El encanto del “bel canto”

08 Sep 2015 10 11

¿Te gusta la ópera? Con esta frase se inicia una de las escenas más conmovedoras de la premiada película “Filadelfia” (1993). Esa en la que el protagonista, Andrew Beckett (interpretado por Tom Hanks) intenta explicarle al abogado Joseph Miller (Denzel Washington), lo que la ópera significa para él: un modo de vida, un sentimiento, un éxtasis. Y lo hace mientras escucha a todo volumen la extraordinaria aria “La mamma morta”, de la ópera “Andrea Chenier” de Umberto Giordano, interpretada nada menos que por Maria Callas. La escena, cargada de dramatismo, es ya un clásico de la historia del cine y el personaje de Hanks la usa para explicar cómo ha llegado al convencimiento de que no hay manera de sobrevivir al sida y que está preparado para enfrentarse a la muerte. Esa simple conjunción entre música, poesía e imágenes bastó para arrancar las lágrimas de los espectadores. De hecho esta secuencia ha sido el punto de partida para que muchas personas empezaran a escuchar ópera. Porque, seamos sinceros... ¿Quién puede decir que la ópera es aburrida? ¿Quién se atreve a sostener que “La Traviata” o “Aída”, o “La Bohème” carecen de glamour y sólo pueden exhibir ostentación? ¿Cómo puede ser que hayamos olvidado que la ópera, como cualquier otra manifestación del arte, es ante todo un vehículo para acercarnos a nosotros mismos? Hoy prevalece la idea de que para poder disfrutar de una gala lírica es preciso pertenecer a una fraternidad de iniciados cuidadosamente escogidos por las musas. Nada más errado. La ópera es un género que divierte y conmueve. Mujeres que cantan mientras agonizan, hechiceras que se confunden y matan a sus propios hijos creyendo que son los hijos de sus enemigos, brebajes mágicos que unen a los amantes o los separan para siempre, gigantes, dioses, dragones y artesanos que cantan a viva voz. Todo eso es la ópera. Y aún más: es también un drama que carece de lógica. Porque cuando un tenor se entera de que su amada corre peligro se entretiene dando un do de pecho magistral en vez de correr en su ayuda... ¡Claro que la ópera es ilógica! ¡Claro que es absolutamente absurdo que alguien cante mientras come o mientras se desploma agobiado por un ataque fulminante de tuberculosis! Pero es eso justamente lo que convierte a la ópera en un género deslumbrante, en una suerte de espectáculo global donde entran en juego todos los sentidos.

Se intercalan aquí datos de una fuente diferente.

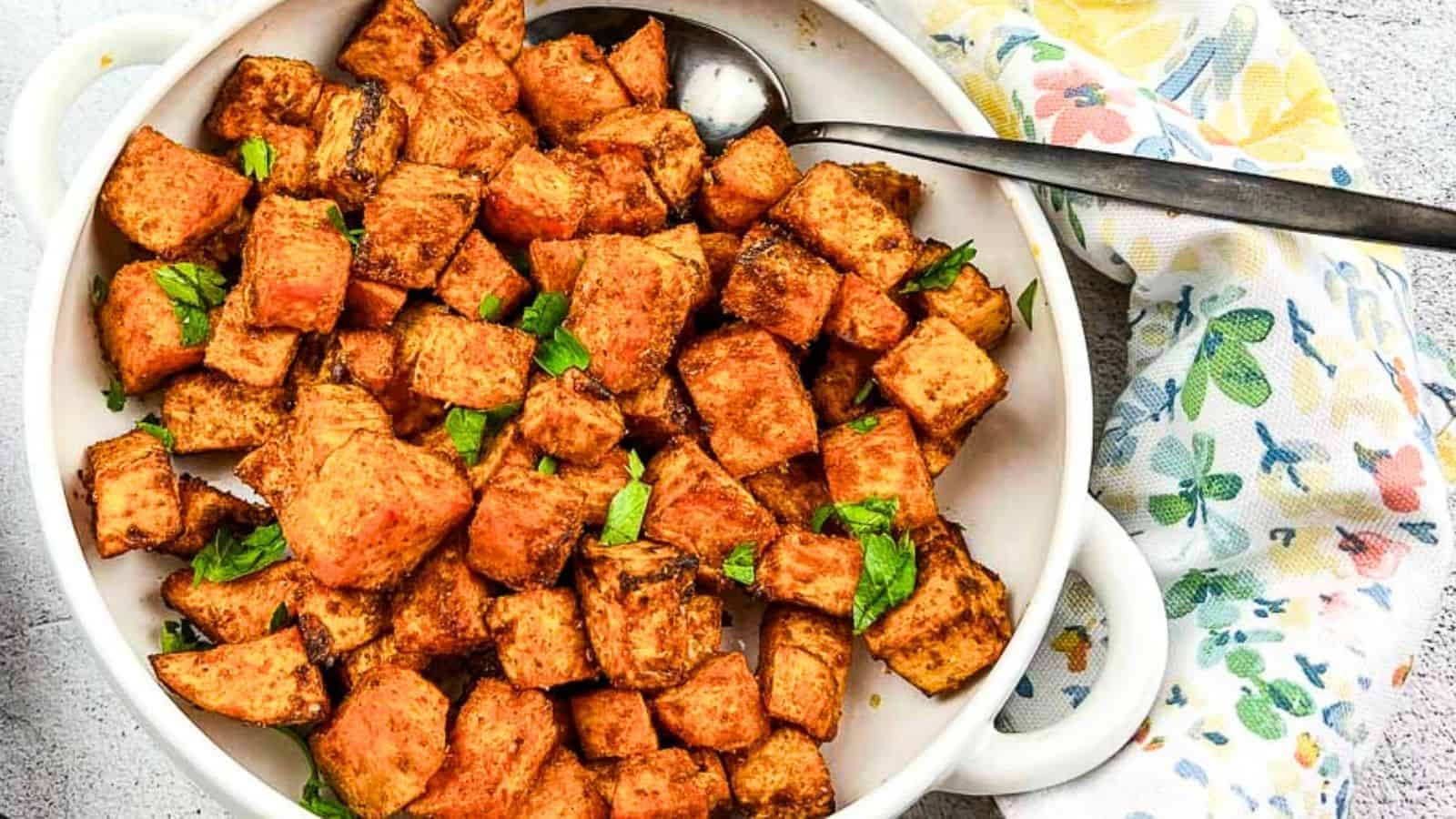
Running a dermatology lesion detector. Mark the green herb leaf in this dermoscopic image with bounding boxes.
[723,541,757,586]
[238,137,278,182]
[192,523,288,586]
[900,239,976,293]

Por eso, que en Tucumán podamos tener la posibilidad de ver aunque sea una puesta de nivel superior por año es una oportunidad que no se debe soslayar. Un regalo que merece todo nuestro apoyo. No sólo como ciudadanos, sino también como artífices de la cultura local. El estreno de “La Bohème”, de Giacomo Puccini en el teatro San Martín fue, tal vez, uno de los mayores acontecimientos de este Septiembre Musical. Sobre todo porque la provincia siempre fue fértil para este género. No debemos olvidar que a principios del siglo pasado actuó en esta ciudad nada menos que Enrico Caruso, el tenor que hoy es una leyenda. Así, “La Bohème” viene a nutrir una agenda que se inició hace ya algunos años y que agrupa, entre otras, a “La Traviata”, “Tosca”, “Aída”, “Carmina Burana”, “Nabuco”, o “la hija del regimiento”. Por eso, no es exagerado afirmar que en Tucumán la ópera no sólo está viva sino que crece año a año. Y crece nutrida por artistas locales, que no es poco mérito. Porque nunca fueron tan verdaderas las manifestaciones amorosas o la pasión vital que cuando fueron cantadas sobre un escenario propio y con gente nuestra.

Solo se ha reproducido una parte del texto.